Mas nada se compara ao seu
desafio externo. Muito ao contrário de FHC, que pegou céus mais
favoráveis na frente externa
-uma economia internacional
vibrante até o ano 2000, embora
com crises localizadas e percalços
variados-, a vez de Lula chega
com todos os ingredientes de uma
desaceleração mundial sincronizada, com os Estados Unidos, a
Europa e o Japão sem perspectiva
imediata de uma retomada vigorosa, apenas para ser brando no
prognóstico...
Mas a questão é que o compromisso de Lula não fica na defesa
da moeda e da estabilidade dos
preços nem apenas na defesa financeira do país, perante o cenário ruim que defrontará.
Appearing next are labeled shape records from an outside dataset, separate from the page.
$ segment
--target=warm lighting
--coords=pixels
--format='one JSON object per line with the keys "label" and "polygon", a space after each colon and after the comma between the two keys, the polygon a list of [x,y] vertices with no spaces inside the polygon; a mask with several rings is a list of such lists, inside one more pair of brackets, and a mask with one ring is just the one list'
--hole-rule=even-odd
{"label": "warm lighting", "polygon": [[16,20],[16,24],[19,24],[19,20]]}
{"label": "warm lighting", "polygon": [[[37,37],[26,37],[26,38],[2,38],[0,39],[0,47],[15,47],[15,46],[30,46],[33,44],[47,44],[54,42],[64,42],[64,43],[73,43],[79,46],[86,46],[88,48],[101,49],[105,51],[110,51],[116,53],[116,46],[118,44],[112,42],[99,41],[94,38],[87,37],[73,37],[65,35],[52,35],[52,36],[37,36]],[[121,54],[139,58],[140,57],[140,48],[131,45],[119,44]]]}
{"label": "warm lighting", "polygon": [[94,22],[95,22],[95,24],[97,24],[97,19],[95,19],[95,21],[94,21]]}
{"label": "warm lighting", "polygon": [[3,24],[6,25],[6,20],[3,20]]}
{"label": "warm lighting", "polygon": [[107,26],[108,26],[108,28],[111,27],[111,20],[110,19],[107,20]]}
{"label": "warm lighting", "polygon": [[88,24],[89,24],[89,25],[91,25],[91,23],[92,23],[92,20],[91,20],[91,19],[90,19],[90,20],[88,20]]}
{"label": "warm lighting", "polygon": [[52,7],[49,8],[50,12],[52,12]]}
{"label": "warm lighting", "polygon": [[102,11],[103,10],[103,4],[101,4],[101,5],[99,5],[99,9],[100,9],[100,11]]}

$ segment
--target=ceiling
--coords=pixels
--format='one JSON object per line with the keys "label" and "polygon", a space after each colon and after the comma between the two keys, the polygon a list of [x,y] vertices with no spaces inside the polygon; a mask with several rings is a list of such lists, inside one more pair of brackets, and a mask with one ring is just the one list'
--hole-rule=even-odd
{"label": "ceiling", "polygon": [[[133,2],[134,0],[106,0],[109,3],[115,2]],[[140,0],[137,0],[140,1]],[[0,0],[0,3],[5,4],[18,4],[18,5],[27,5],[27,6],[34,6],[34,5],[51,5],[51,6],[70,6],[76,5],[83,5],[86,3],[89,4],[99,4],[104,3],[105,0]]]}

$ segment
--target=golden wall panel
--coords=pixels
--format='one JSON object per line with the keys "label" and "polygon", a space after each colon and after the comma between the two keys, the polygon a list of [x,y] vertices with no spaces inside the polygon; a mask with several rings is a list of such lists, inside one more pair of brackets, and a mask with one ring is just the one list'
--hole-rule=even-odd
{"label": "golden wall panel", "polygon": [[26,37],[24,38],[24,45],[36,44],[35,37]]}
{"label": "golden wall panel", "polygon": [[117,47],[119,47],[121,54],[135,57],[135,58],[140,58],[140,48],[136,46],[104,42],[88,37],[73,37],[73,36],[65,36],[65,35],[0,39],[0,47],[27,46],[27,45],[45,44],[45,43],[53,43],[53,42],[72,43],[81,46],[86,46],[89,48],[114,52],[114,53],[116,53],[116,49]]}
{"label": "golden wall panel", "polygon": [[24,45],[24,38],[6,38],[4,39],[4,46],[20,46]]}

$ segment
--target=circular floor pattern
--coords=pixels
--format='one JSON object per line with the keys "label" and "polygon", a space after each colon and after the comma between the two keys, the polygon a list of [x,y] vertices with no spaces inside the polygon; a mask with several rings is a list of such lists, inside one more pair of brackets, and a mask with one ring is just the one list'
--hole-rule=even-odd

Essas seriam as condições básicas para
cumprir seu compromisso maior:
crescimento da renda e dos empregos.
Será algo extremamente complicado formular, articular na
prática e, então, executar a política econômica na velocidade requerida. Tudo parece conspirar
na direção contrária ao sucesso.
Os mercados, na melhor das intenções, entraram em compasso
de espera. Por enquanto, não estão dispostos a pagar apostas elevadas. Caberá ao presidente eleito e à sua equipe a tarefa de romper o clima de dúvida.
Para operar esse pequeno milagre, o desafio de Lula é o equivalente a criar asas e voar. Até para
quem pense que não, esse prodígio de voar por cima dos problemas é possível. A convivência com
a adversidade terá levado Lula a
aprender, desde cedo, a não bater
de frente, mas contornar e envolver as questões, numa ordem correta de prioridades, como vem fazendo na sequência de temas que
lançou e de países que tem escolhido visitar.
A Argentina é, sim, nossa principal questão externa. A visita de
Lula, mesmo sem desdobramentos imediatos e visíveis, arma o
cenário da cooperação, que tampouco será possível sem o concurso moral e político do Chile, segundo país a ser visitado.
Agora, Lula está nos EUA. O papel secundário da América do Sul
no rol das prioridades do governo
de George W. Bush é mais do que
evidente. Mas é com essa "secundaridade" que Lula terá de operar.
Há caminhos e caminhos na
Washington da atualidade. Um
deles é o do confronto aberto ou
velado a esse poder centrípeto, o
que decerto atrairia a Lula uma
notória prioridade negativa na
agenda de Bush. Mas quem ganharia o que com tal descaminho? A outra trilha, difícil, mas
imaginativa, põe Lula em destaque positivo como alternativa de
liderança regional num espaço
geográfico não menor do que a
própria América do Sul.
Uma ação solidária ao nível dos
países do sul do continente americano é o tipo de "problema" que o
Brasil quer e precisa absorver para si, a fim de não se manter preso
à estreita agenda de suas dificuldades domésticas, isto é, inflação,
dívida, desemprego, arrecadação
etc. A nova fronteira do discurso
político brasileiro deve transcender, sempre com realismo, os limites da agenda nacional. Claramente, um exemplo é o "default"
argentino, cuja resolução interessa ao Brasil, uma vez que o contágio afeta sobremaneira o custo da
dívida brasileira. Mais do que isso. Para crescer mais, a economia
brasileira precisa revigorar a demanda pelo aumento das trocas
regionais. Além disso, a economia
brasileira pode se alavancar na
captação da grande liquidez
mundial que deve ser liberada pela recessão mundial.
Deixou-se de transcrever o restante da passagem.